President Donald Trump issued a celebratory tweet after the conservative justices on the Supreme Court appeared poised to approve his administration’s attempt to add a citizenship question to next year’s census.
“The American people deserve to know who is in this Country,” he tweeted, though Census Bureau scientists say the question is expected to deter more than 6 million people from responding to the census. “Yesterday, the Supreme Court took up the Census Citizenship question, a really big deal. MAKE AMERICA GREAT AGAIN!”
The statement broke with the Justice Department’s defense of the move. The DOJ had argued that the question was necessary to better protect voting rights during oral arguments on Tuesday. The question, which critics say would further reduce the already low Hispanic participation rate, has been blocked by three courts.
The conservative majority on the Supreme Court appeared poised to approve the question, Bloomberg News reported, after the DOJ appealed a judge’s ruling halting the move. In January, US District Judge Jesse Furman ruled that Commerce Secretary Wilbur Ross committed a “veritable smorgasbord” of federal violations in approving the question. Furman wrote that the question could cost California, Texas, Arizona, Florida, New York, and Illinois at least one House seat apiece.
The Trump administration argued in court that there was not enough evidence that the question would decrease the response rate to block the question.
"There’s no evidence in this record that the secretary would have asked this question had the Department of Justice not requested it," Solicitor General Noel Francisco argued in court.
Liberal justices on the court rejected that claim, pointing out that Ross personally solicited the letter from then-Attorney General Jeff Sessions after failing to get a similar request from the Department of Homeland Security.
"It really did seem like the secretary was shopping for a need," Justice Elena Kagan said. "You can’t read this record without sensing that this need is a contrived one."
Liberal justices also rejected the administration’s claim that there was not enough evidence to show that the question would depress participation.

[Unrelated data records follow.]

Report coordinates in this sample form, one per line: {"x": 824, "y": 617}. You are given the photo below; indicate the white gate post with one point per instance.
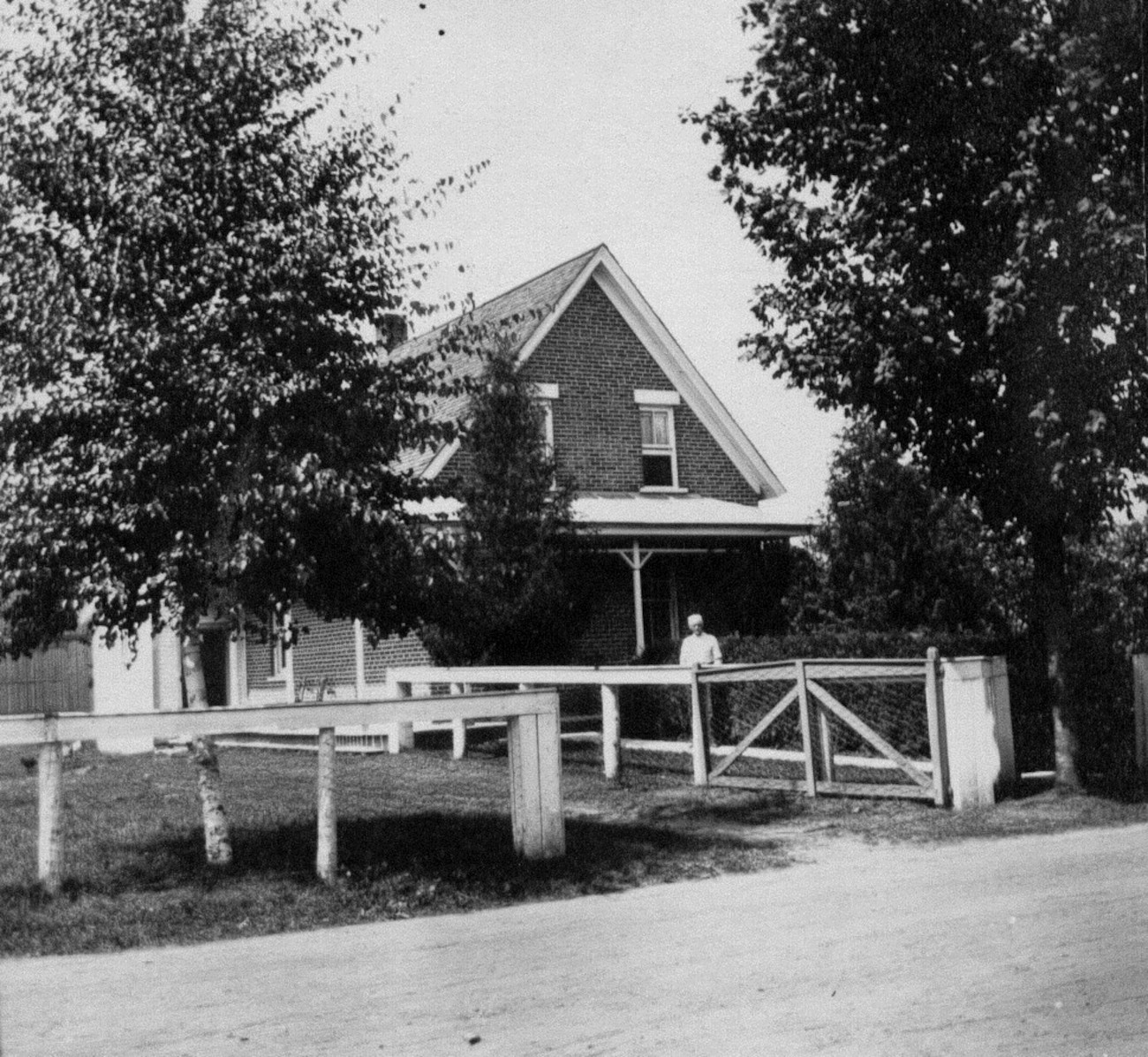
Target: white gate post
{"x": 699, "y": 732}
{"x": 978, "y": 730}
{"x": 611, "y": 731}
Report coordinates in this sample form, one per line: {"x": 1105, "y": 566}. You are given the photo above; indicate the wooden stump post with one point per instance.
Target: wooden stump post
{"x": 326, "y": 855}
{"x": 699, "y": 734}
{"x": 611, "y": 732}
{"x": 535, "y": 785}
{"x": 50, "y": 780}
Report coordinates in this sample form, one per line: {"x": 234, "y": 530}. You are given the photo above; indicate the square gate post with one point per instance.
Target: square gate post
{"x": 978, "y": 730}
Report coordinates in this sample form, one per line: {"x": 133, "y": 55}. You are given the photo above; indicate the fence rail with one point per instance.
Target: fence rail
{"x": 532, "y": 719}
{"x": 955, "y": 731}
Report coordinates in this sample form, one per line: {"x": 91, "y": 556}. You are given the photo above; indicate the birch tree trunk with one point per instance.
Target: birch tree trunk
{"x": 1051, "y": 589}
{"x": 216, "y": 827}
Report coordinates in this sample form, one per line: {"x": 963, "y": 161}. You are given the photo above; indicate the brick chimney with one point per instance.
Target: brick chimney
{"x": 391, "y": 329}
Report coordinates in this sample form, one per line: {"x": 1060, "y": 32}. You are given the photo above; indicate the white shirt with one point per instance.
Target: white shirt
{"x": 699, "y": 650}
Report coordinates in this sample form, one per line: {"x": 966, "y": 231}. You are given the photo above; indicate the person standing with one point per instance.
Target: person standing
{"x": 699, "y": 647}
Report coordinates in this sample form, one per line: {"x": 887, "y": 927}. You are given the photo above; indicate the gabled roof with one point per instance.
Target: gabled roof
{"x": 540, "y": 303}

"There’s no doubt that people will respond less," Justice Sonia Sotomayor said. "That’s been proven in study after study."

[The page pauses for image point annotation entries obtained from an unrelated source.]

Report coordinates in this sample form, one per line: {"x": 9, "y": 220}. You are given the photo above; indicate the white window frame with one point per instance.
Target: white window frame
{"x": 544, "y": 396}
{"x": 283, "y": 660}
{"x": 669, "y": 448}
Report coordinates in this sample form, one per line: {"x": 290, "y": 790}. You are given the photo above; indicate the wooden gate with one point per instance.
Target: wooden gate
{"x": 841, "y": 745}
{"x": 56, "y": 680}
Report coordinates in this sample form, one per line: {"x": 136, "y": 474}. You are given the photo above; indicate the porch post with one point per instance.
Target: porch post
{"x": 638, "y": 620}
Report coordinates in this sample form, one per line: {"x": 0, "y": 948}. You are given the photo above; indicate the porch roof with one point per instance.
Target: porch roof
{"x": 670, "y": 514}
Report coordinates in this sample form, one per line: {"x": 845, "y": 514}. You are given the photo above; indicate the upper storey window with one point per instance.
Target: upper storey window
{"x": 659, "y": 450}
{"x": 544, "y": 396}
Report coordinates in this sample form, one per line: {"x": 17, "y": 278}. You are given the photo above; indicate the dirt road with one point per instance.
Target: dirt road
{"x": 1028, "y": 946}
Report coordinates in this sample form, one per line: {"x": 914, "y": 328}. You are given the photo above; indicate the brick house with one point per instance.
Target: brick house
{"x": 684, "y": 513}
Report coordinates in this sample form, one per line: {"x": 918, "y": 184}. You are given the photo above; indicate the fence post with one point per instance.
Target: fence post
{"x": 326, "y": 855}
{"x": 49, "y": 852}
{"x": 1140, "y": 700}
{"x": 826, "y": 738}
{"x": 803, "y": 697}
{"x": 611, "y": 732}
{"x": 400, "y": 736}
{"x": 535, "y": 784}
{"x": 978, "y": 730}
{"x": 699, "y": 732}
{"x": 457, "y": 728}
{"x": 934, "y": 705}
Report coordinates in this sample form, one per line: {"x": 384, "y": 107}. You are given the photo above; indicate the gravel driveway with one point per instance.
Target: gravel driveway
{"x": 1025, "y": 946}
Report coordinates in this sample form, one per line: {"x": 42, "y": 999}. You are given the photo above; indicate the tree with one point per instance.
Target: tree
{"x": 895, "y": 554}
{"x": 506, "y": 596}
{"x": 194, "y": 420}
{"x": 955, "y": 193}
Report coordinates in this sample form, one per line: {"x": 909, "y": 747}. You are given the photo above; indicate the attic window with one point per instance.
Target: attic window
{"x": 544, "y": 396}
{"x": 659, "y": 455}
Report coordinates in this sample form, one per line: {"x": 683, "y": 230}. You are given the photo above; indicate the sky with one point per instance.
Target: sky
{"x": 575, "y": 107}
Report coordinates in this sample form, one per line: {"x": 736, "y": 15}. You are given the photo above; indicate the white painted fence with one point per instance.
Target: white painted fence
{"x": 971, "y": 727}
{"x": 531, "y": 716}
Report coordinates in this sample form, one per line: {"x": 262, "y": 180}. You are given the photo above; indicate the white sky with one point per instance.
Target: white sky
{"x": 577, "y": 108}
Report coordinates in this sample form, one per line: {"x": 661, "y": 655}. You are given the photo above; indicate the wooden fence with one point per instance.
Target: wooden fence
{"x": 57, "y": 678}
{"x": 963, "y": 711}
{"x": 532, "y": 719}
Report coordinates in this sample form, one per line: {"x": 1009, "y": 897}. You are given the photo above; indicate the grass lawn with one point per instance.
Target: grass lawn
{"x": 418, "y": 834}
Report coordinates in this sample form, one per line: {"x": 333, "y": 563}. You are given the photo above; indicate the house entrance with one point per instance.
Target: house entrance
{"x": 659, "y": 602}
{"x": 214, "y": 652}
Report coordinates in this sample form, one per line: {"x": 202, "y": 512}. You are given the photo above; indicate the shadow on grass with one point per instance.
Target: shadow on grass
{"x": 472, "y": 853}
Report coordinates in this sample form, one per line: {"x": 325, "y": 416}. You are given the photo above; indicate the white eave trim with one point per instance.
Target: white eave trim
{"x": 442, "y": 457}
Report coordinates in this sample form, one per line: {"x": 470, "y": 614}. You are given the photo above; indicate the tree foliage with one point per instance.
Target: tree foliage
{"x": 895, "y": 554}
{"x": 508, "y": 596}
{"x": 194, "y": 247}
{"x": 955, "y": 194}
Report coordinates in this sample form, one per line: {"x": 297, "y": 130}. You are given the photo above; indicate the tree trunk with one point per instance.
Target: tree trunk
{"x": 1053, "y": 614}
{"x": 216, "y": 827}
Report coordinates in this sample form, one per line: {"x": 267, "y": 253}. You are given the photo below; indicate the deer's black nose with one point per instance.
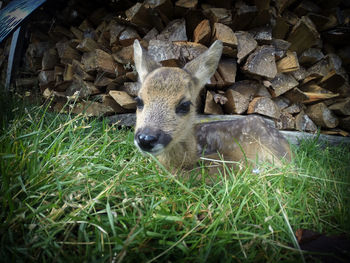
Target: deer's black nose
{"x": 147, "y": 141}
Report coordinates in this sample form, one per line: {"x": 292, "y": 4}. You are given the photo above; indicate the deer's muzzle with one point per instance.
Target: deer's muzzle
{"x": 151, "y": 140}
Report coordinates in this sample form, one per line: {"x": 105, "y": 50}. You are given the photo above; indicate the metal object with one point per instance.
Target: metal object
{"x": 14, "y": 13}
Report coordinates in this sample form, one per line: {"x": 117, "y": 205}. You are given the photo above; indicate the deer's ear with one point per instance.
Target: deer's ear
{"x": 143, "y": 62}
{"x": 203, "y": 67}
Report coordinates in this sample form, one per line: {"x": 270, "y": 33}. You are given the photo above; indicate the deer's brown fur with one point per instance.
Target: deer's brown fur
{"x": 166, "y": 117}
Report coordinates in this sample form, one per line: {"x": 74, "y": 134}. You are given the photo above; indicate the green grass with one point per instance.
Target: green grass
{"x": 76, "y": 190}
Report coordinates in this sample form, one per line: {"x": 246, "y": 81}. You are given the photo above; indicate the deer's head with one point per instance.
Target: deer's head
{"x": 166, "y": 100}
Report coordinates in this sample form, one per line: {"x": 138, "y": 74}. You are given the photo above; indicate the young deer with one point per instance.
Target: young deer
{"x": 166, "y": 115}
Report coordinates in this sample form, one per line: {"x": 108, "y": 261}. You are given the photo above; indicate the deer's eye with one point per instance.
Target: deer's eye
{"x": 139, "y": 103}
{"x": 183, "y": 107}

But the conservative justices appeared to side with the Trump administration during oral arguments. Chief Justice John Roberts, who led the gutting of the Voting Rights Act in 2013, suddenly grew very interested in protecting the Voting Rights Act in defending the policy.
Roberts told one of the lawyers arguing against the question that citizenship information would help enforce the law.

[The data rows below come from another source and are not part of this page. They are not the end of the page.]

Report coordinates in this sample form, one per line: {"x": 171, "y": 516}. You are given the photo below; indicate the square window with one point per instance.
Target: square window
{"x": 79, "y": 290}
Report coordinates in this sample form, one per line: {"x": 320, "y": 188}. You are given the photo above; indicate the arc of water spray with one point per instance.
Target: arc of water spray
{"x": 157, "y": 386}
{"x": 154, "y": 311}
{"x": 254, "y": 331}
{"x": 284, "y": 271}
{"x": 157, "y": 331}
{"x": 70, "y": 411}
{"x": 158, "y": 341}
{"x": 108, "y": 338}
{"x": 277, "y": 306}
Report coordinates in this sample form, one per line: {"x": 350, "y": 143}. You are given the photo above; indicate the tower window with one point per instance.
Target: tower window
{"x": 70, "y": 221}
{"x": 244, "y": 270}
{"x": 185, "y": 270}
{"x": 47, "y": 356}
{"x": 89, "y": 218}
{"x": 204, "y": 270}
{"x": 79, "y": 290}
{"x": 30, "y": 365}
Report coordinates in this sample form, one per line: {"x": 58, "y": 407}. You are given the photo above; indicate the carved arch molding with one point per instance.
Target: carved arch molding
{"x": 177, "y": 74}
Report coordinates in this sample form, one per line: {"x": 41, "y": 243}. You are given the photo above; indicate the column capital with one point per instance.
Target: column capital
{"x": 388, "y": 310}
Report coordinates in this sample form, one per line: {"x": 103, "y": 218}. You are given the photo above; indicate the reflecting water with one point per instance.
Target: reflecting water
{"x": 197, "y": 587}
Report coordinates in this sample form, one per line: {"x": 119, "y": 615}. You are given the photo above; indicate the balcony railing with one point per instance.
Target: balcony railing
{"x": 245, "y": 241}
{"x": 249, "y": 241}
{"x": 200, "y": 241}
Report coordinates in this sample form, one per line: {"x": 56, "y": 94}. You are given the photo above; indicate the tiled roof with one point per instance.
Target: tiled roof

“Do you think it wouldn’t help voting rights enforcement?” Roberts asked, according to Vice News. “The CVAP, Citizen Voting Age Population, is the critical element in voting rights enforcement, and this is getting citizenship information."
Justice Samuel Alito argued that even if the question depresses participation is could give the Census Bureau answers from 22 million people for whom it lacks any citizenship information. The Census Bureau previously sent out a separate questionnaire that included a question about citizenship, though it did not include such a question in 2010.
Justice Brett Kavanaugh said the question was common in countries around the world and argued that the census statute "gives huge discretion to the secretary how to fill out the form, what to put on the form." Francisco similarly argued that the Supreme Court should not interfere in Ross’s decision.
Liberal Justice Stephen Breyer rejected that argument.
“Suppose the Secretary puts in a question about sexual orientation. Suppose he puts a question in about arrest record,” Breyer said. “Suppose he says, ‘I’m going to have the whole survey in French?’”
The court is expected to issue a decision on the question in late June.